Das 9-Euro-Ticket hat den öffentlichen Nahverkehr zum Sommerhit gemacht. Doch wie geht es danach weiter? Wie können Bus und Bahn auch in ländlichen Regionen eine echte Alternative zum Auto werden? Wie gelingt es, die Branche zur Branche der Guten Arbeit zu machen und den Fachkräftebedarf zu sichern? Der DGB unterstützt die angekündigte Mobilitätswende der Landesregierung: für mehr Klimaschutz und bezahlbare Alternativen zum Auto. Das Verkehrsministerium will, dass die Emissionen des Verkehrssektors bis 2030 um mindestens 55 Prozent sinken (im Vergleich zu 1990). Hierfür sollen die Fahrgastzahlen im ÖPNV in den nächsten acht Jahren verdoppelt und eine Mobilitätsgarantie zwischen fünf und 24 Uhr geschaffen werden. Dafür braucht es massive Anstrengungen: Geld für den Ausbau, zügige Planungsverfahren und vor allem mehr Personal.
Mehr als eine Milliarde pro Jahr für den Ausbau nötig
Die Denkfabrik Agora-Verkehrswende hat errechnet, dass zwischen 2021 und 2025 rund 6,7 Milliarden Euro in den ÖPNV im Land investiert werden müssen - mehr als 1,3 Milliarden Euro jährlich. Woher soll das Geld kommen, das vor allem die Kommunen, Zweckverbände und die Landkreise benötigen? Mobilität gehört zur Daseinsvorsorge. Deshalb sehen wir den Staat in der Pflicht. Es gilt die Regel: Wer bestellt, bezahlt. Also müsste das Land – mit Unterstützung durch Bundesmittel – für die Kosten aufkommen. Zudem wäre eine Steuerfinanzierung sozial gerecht. Steuermittel alleine werden allerdings nicht ausreichen.
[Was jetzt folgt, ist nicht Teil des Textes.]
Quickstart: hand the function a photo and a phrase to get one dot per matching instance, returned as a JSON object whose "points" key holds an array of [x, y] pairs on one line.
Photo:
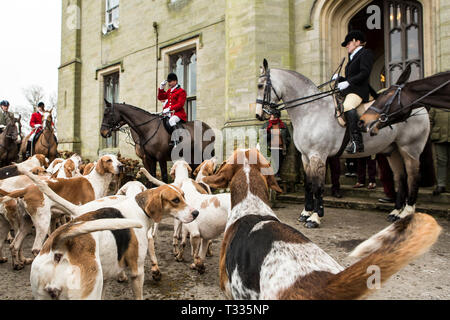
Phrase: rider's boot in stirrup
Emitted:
{"points": [[356, 143], [175, 139], [28, 151]]}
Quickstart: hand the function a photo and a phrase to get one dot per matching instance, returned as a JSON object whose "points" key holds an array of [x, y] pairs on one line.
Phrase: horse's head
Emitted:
{"points": [[387, 108], [12, 130], [269, 94], [111, 120]]}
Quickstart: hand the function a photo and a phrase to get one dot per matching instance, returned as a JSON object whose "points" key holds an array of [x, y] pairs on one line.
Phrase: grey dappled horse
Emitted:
{"points": [[317, 135]]}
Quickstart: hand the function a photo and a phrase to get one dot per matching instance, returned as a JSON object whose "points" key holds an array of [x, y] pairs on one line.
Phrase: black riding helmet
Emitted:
{"points": [[172, 77], [354, 34]]}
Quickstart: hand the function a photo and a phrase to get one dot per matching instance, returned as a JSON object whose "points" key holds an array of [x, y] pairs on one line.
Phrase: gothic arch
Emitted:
{"points": [[332, 17]]}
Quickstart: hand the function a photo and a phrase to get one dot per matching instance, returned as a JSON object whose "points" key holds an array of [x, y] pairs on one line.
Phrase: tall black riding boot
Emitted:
{"points": [[356, 143], [175, 139], [28, 151]]}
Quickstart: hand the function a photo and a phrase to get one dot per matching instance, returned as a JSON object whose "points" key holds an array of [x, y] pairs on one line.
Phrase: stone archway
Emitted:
{"points": [[333, 16]]}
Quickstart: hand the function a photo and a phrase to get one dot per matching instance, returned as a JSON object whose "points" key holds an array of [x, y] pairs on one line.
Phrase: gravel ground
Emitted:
{"points": [[341, 230]]}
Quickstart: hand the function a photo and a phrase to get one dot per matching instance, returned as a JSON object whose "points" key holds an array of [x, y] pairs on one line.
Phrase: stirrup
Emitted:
{"points": [[351, 147]]}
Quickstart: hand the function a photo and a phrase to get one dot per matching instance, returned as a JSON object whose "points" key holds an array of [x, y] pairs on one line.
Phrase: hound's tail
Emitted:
{"points": [[384, 254], [150, 177], [65, 205], [77, 228]]}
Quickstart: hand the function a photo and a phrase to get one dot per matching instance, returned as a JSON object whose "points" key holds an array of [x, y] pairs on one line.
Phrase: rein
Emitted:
{"points": [[269, 88], [384, 116]]}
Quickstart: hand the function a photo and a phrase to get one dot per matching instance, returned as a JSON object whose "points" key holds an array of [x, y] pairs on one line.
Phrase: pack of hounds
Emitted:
{"points": [[83, 236]]}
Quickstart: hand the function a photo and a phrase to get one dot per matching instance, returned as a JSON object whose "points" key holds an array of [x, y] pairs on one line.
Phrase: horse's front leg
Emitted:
{"points": [[317, 168], [163, 167], [398, 168], [412, 166], [309, 197], [150, 165]]}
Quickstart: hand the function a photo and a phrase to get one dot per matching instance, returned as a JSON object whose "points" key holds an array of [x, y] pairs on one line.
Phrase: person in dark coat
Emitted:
{"points": [[278, 140], [355, 86]]}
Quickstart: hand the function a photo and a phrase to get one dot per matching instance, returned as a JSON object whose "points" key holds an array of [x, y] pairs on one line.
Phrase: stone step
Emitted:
{"points": [[425, 194], [360, 203]]}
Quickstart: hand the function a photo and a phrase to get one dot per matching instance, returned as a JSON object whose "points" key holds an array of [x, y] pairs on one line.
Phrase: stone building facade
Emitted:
{"points": [[123, 49]]}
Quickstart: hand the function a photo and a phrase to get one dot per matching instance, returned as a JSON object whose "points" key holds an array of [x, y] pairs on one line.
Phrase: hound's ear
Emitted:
{"points": [[404, 76], [69, 167], [222, 178], [151, 202], [197, 170], [172, 171], [189, 169], [100, 167]]}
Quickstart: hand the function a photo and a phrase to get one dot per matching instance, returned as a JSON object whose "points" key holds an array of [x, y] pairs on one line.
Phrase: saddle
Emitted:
{"points": [[169, 128], [338, 104]]}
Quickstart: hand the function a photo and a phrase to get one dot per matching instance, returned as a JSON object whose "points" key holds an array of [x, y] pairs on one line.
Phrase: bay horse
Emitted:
{"points": [[318, 135], [9, 149], [152, 139], [397, 103], [46, 143]]}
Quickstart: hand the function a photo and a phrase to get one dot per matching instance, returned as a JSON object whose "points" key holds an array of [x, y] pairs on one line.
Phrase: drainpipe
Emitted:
{"points": [[155, 28]]}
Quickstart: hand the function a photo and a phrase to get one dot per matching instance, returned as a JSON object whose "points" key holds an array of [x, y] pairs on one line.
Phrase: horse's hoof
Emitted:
{"points": [[18, 266], [311, 225], [303, 218], [391, 218], [156, 275], [122, 278]]}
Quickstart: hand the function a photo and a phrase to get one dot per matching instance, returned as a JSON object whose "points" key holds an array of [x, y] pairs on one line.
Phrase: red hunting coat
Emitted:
{"points": [[176, 100], [36, 118]]}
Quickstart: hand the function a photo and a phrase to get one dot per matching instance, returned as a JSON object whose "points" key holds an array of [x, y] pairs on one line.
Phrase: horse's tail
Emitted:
{"points": [[382, 255], [427, 171]]}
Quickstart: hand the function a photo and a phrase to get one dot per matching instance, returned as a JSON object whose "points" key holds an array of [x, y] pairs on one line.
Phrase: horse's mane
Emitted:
{"points": [[300, 77]]}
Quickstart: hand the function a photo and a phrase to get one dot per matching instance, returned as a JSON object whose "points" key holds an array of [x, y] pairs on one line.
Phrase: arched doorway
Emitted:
{"points": [[394, 32], [398, 42]]}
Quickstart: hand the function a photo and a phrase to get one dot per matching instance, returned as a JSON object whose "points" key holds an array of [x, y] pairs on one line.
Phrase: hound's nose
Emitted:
{"points": [[53, 292], [361, 124]]}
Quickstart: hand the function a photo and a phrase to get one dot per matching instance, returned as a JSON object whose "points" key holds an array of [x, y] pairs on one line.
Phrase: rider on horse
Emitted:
{"points": [[355, 86], [176, 98], [36, 125], [5, 115]]}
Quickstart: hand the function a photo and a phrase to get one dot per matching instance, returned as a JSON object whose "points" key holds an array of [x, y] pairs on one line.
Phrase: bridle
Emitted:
{"points": [[267, 101], [267, 98], [384, 111]]}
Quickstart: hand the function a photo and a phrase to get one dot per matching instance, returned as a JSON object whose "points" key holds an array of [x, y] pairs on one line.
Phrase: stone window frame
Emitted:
{"points": [[178, 47], [109, 15], [101, 75]]}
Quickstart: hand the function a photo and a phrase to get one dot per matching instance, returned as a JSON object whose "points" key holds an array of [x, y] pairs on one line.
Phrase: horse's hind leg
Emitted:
{"points": [[163, 167], [412, 166], [317, 169], [309, 197], [398, 168]]}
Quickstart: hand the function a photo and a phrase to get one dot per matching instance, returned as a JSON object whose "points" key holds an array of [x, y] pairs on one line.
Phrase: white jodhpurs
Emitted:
{"points": [[174, 120]]}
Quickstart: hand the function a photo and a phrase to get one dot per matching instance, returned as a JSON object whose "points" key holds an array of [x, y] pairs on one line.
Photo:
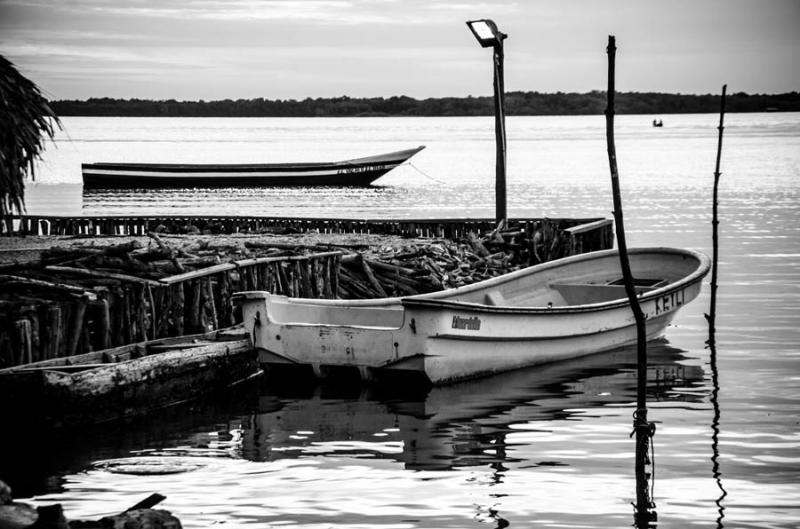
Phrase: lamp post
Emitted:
{"points": [[487, 34]]}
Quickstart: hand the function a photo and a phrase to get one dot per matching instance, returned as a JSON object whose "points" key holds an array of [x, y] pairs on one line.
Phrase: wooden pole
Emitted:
{"points": [[712, 314], [500, 134], [642, 428]]}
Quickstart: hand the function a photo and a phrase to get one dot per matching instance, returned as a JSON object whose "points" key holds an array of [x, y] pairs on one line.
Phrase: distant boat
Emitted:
{"points": [[356, 172], [552, 311]]}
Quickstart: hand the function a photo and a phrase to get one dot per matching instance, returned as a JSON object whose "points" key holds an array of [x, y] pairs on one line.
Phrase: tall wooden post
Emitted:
{"points": [[712, 313], [642, 428], [500, 134]]}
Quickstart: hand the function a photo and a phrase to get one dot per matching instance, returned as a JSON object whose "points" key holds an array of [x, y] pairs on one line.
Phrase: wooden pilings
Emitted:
{"points": [[78, 310], [52, 320], [142, 225]]}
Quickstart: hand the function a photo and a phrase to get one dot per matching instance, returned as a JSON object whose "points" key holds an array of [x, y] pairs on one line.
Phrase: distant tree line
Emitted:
{"points": [[517, 104]]}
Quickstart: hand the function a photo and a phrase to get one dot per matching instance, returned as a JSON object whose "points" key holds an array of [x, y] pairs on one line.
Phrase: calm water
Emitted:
{"points": [[541, 448]]}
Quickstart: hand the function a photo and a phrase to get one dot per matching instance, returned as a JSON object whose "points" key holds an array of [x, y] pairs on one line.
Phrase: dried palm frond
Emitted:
{"points": [[25, 119]]}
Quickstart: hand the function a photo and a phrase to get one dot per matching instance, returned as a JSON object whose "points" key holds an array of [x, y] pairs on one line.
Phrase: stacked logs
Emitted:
{"points": [[83, 298], [80, 299], [436, 264]]}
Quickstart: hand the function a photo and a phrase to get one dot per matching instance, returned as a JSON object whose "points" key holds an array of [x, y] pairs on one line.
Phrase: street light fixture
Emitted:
{"points": [[488, 35]]}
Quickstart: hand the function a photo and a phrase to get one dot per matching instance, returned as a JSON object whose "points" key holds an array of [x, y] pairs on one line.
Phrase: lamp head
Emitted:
{"points": [[486, 32]]}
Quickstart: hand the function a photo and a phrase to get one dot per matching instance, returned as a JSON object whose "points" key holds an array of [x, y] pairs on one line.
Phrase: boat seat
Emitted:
{"points": [[588, 293], [494, 298]]}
Was tun? Die Schuldenbremse begrenzt Kreditaufnahmen für Zukunftsinvestitionen massiv. Verkehrsminister Winfried Hermann hat ein Sondervermögen für den Klimaschutz vorgeschlagen. Ein solches Modell hat viel Charme. Jeder in den Klimaschutz investierte Euro zahlt sich um ein Vielfaches aus. Der Minister repräsentiert damit jedoch nicht die Mehrheitsmeinung innerhalb der Landesregierung. Den konkreten Gesetzesvorschlag will Winfried Hermann im Herbst einbringen. Gegenwärtig ist zur Finanzierung der Mobilitätswende ein sogenannter Mobilitätspass geplant. Inhaber*innen des Mobilitätspasses könnten dann den ÖPNV vergünstigt nutzen.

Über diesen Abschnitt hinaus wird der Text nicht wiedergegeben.